The Timing Reveals the True Motive

If officer safety was the real concern, why did encryption become urgent only after 2020 protests exposed police misconduct via scanners?

If victim privacy was paramount, why did departments protect privacy for decades using protocols and training, only to suddenly need blanket encryption after accountability scrutiny increased?

If technology was the driver, why do many departments with modern digital systems choose to remain open?
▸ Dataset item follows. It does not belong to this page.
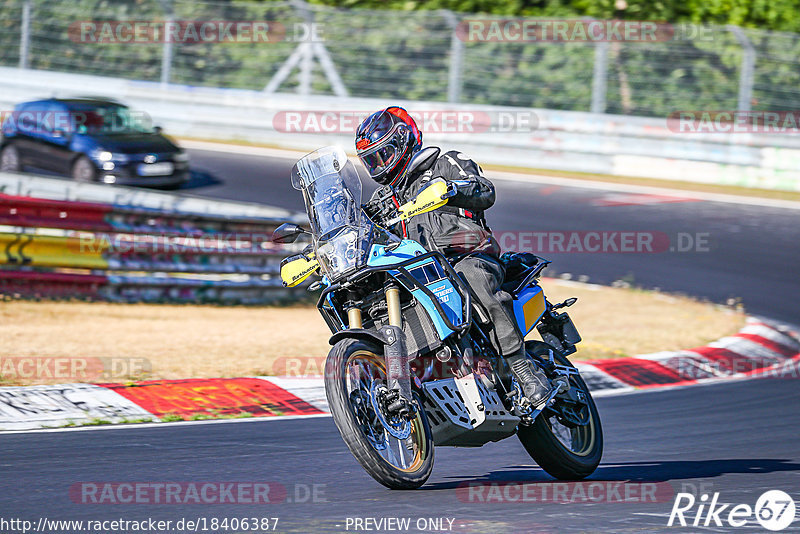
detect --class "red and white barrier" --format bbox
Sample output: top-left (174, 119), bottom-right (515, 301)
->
top-left (1, 317), bottom-right (797, 431)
The pattern is consistent. When departments are pressed for evidence that open scanners harmed anyone, they have none. What they do have is a strong incentive to operate without independent witnesses.

The bottom line

What the evidence shows about blanket police radio encryption

Documented harms

  • Lives endangered during emergencies
  • Independent oversight eliminated
  • Journalism access cut off
  • Community trust eroded

Real people, real consequences, real documentation

Documented benefits

  • Zero cases of scanner-caused officer harm
  • No evidence encryption improves public safety
  • No proven operational benefits
  • No measurable return on hundreds of millions spent

Theoretical concerns, no real-world evidence

What the evidence shows

Blanket police radio encryption endangers people during emergencies, eliminates the only truly independent oversight mechanism, and cuts off the news-gathering access journalists have relied on for generations.

In exchange, there is zero documented benefit. No evidence of the harms encryption supposedly prevents.

When departments encrypt routine dispatch, they're not protecting officers or victims. They're protecting themselves from the kind of scrutiny that public servants in a democracy are supposed to face.